Na maioria das patologias, a autofagia deve ser estimulada, como nas doenças neurodegenerativas (Alzheimer e Parkinson), para eliminar os aglomerados de proteínas que se acumulam nas células doentes.

Também o mesmo princípio pode ser aplicado ao tratamento da artrose, dos diabetes, da aterosclerose ou das doenças infecciosas, quando se trata de estimular a resposta imunológica.

Trabalhos com animais revelaram que os estimuladores da autofagia podiam melhorar a resposta anticancerígena, por meio da resposta imunológica. Por outro lado, alguns pesquisadores trabalharam para inibir a autofagia e assim reduzir o stress celular ligado à quimioterapia.

Por outro lado a estimulação da autofagia celular pode ser uma resposta à ineficácia dos antibióticos perante a proliferação das chamadas superbactérias, aquelas que resistem aos antibióticos.

Próximos passos? O investigador acredita que o melhor ainda está para vir.

Quem é Yoshinori Ohsumi?

Aos 71 anos de idade, o professor do Instituto de Tecnologia de Tóquio é a prova viva de que são os desafios que estimulam a criação e os grandes avanços. Criado num Japão ainda a recuperar da devastação da Segunda Guerra Mundial, Ohsumi teve desde cedo um percurso de vida marcado por dificuldades.

Nada que o tenha impedido de seguir uma vida académica, tal e qual como o seu pai: o investigador conta que gostava de química mas que foi na universidade em Tóquio que conheceu aquela que viria a ser a sua grande paixão: a biologia molecular.

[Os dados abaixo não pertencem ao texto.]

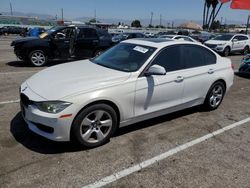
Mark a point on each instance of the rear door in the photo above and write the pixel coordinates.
(243, 41)
(198, 76)
(86, 43)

E embora tenha terminado o seu doutoramento no Japão, em 1974, não pensou duas vezes em trocar a sua cidade natal por Nova Iorque, onde poderia abrir asas e ter mais oportunidades na investigação independente. Chegado à Universidade Rockfeller, conheceu Mike Jazwinski e é neste preciso instante que a sua carreira dá um salto: teve o seu primeiro contacto com as células de levedura, que têm marcado o seu trabalho até aos dias de hoje.

Passados três anos voltaria à base e aí reuniria a sua própria equipa de investigação. Estávamos em 1988 e bastariam apenas mais quatro anos até dar de caras com a autofagia. Num tom leve, o investigador Ohsumi revela ao The Journal of Cell Biology que talvez tenha sido bem-sucedido porque quis ser diferente e estudar matérias que não fossem tão interessantes ou populares entre os outros cientistas.